When he introduced the bill in November, Udall called the insect infestation one of the West’s “biggest natural disasters.”
“These partisan games just create one more hurdle for us to get help,” Udall said Wednesday, saying the threat of fire is a “public safety emergency.”
Udall said there are still opportunities to hold the hearing before summer, but time is wasting. He said the forest service is already preparing its summer bark beetle plan. Udall said hikers and workers are in danger of falling trees, and the potential for fire is looming.
Udall said they are “literally playing with fire.”
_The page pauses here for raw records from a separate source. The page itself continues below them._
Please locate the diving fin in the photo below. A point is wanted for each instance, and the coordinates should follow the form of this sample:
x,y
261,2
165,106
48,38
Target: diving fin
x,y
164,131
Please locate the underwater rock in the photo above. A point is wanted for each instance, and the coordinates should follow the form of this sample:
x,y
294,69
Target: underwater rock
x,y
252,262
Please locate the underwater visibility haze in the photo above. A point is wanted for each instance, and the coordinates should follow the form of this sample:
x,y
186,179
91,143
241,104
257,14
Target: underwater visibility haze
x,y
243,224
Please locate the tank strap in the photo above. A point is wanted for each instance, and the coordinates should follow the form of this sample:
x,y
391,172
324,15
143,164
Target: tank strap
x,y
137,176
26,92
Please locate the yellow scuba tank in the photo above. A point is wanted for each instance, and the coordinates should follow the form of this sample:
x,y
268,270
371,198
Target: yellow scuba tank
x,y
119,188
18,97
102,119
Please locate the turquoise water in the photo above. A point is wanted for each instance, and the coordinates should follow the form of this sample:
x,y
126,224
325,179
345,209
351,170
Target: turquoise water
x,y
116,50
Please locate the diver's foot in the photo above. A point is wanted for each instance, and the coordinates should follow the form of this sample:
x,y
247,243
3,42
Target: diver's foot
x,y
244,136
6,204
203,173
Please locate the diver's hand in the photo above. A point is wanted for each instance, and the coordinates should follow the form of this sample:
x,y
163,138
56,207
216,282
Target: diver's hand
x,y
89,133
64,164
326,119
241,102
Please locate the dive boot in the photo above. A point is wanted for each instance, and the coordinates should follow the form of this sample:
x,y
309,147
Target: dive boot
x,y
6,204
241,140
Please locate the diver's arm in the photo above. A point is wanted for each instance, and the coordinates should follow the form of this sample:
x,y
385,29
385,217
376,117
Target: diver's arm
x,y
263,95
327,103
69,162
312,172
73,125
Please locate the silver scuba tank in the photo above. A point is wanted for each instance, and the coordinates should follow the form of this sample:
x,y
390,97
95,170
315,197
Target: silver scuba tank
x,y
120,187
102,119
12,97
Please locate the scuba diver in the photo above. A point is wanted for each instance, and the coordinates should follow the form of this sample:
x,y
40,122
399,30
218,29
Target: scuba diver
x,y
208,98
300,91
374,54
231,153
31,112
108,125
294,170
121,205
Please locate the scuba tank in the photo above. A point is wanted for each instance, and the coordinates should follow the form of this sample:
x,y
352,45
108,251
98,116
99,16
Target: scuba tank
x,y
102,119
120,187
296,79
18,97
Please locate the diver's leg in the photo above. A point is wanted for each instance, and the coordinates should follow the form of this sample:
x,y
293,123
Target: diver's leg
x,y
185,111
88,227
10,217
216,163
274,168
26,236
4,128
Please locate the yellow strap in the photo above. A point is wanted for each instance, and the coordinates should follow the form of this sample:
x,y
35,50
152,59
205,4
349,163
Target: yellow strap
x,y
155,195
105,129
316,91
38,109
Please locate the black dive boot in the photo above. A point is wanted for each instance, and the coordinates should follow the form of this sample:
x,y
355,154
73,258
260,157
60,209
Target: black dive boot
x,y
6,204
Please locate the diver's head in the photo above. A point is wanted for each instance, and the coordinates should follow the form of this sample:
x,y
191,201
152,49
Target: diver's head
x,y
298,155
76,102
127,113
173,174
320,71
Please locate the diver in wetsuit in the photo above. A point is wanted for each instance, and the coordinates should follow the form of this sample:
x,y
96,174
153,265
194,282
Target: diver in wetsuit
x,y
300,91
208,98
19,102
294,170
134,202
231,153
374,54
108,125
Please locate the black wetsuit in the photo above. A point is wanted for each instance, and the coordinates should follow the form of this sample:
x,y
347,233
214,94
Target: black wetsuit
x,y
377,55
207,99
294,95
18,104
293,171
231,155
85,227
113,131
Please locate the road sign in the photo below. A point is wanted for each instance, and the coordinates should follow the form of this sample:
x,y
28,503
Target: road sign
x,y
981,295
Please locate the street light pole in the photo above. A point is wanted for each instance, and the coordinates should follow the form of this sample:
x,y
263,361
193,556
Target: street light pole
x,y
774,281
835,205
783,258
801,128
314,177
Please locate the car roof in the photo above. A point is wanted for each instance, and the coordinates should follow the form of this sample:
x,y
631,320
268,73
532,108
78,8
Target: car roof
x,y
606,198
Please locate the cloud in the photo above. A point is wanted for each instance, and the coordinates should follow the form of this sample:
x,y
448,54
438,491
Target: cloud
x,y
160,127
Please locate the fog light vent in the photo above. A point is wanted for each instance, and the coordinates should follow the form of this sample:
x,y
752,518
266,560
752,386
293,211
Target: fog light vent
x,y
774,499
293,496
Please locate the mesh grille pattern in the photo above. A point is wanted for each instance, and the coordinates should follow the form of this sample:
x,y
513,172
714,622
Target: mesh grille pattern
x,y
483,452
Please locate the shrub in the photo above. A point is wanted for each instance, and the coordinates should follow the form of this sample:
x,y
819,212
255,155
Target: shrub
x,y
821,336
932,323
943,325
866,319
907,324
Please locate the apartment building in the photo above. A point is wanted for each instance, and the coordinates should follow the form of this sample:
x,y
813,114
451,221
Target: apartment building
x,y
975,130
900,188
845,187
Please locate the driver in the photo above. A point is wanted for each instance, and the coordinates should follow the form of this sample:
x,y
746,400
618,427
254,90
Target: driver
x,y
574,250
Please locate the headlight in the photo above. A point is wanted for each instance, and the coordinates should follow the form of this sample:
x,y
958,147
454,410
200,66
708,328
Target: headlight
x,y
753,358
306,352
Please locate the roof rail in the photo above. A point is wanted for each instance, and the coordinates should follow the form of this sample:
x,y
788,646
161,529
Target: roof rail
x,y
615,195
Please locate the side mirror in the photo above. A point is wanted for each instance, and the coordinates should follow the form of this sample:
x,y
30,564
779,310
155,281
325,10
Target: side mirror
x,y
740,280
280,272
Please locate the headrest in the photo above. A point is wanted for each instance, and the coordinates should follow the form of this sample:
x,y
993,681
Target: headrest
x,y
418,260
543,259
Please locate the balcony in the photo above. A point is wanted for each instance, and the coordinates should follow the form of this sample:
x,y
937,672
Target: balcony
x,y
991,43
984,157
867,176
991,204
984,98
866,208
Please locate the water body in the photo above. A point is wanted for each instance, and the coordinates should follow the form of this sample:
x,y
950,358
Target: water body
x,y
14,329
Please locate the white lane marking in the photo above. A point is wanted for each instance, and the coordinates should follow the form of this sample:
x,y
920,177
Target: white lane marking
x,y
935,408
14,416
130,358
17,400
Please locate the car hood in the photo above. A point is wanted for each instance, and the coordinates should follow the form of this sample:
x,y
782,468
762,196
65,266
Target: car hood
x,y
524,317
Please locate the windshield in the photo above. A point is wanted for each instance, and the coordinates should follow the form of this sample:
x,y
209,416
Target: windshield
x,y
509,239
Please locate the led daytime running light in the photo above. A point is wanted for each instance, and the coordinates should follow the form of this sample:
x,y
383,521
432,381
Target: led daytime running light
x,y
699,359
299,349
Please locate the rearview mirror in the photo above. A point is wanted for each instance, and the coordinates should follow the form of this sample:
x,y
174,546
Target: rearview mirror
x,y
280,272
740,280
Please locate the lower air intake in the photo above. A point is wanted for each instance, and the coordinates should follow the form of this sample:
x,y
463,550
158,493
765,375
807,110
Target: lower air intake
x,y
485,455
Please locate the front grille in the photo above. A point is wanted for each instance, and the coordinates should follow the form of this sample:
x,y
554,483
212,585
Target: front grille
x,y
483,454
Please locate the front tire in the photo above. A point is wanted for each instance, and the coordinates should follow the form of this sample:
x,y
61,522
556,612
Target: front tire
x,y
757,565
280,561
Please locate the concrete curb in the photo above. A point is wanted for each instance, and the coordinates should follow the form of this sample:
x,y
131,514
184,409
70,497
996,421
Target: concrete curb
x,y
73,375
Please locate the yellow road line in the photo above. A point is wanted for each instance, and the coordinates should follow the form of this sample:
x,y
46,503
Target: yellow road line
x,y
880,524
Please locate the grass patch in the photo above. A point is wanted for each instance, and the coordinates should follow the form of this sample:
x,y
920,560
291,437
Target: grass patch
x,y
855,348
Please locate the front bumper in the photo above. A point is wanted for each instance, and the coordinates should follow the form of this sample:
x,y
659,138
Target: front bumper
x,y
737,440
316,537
Udall said another hearing in front of the Committee on Armed Services that brought admirals from as far away as Korea was also postponed. He said U.S. Sen. John McCain of Arizona had tried to continue the proceedings, but was overruled.
Udall said U.S. Sen. Richard Burr of North Carolina repeatedly objected to the Armed Services Committee hearing, “on behalf of unnamed colleague.” Senate rules do not require Burr to reveal the name of that colleague.
Calls to Sen. Burr’s and Sen. McCain’s offices were not immediately returned.
Udall said two other hearings, including a Veterans Affairs committee hearing on the homelessness of military veterans, had to end because the clock ran out.
Sen. Claire McCaskill said Wednesday that Republicans have sunk to a new low after the tactical maneuver forced her to cancel a subcommittee hearing on police training in Afghanistan.
Speaking on the Senate floor, McCaskill said the maneuver is a “new low of obstructionism” and “taking game playing to a whole new level.”
U.S. Sen. James Risch, a Republican from Idaho, co-sponsored the bill. His state has been affected by the beetle infestations, as have the western states of Montana, New Mexico, Oregon, Washington and South Dakota.
“I have a good working relationship with Senator Udall. I was pleased to cosponsor legislation on this important issue and will continue to work closely with him on it going forward,” Risch said. “As far as delay tactics go, it’s difficult to believe that the party in control of everything in Congress can blame the party that’s not.”
Colorado state Sen. Dan Gibbs – whose district has been greatly affected by bark beetles – had traveled from Colorado to Washington to testify at the hearing. He was sent home without testifying. A call to Gibbs’ office was not immediately returned.
Representatives from the Department of Agriculture and mining lands reclamation organizations were also slotted to testify.
Funds for managing the dead and dying trees would focus on thinning tree stands near homes, roads, power lines, campsites and key water sources.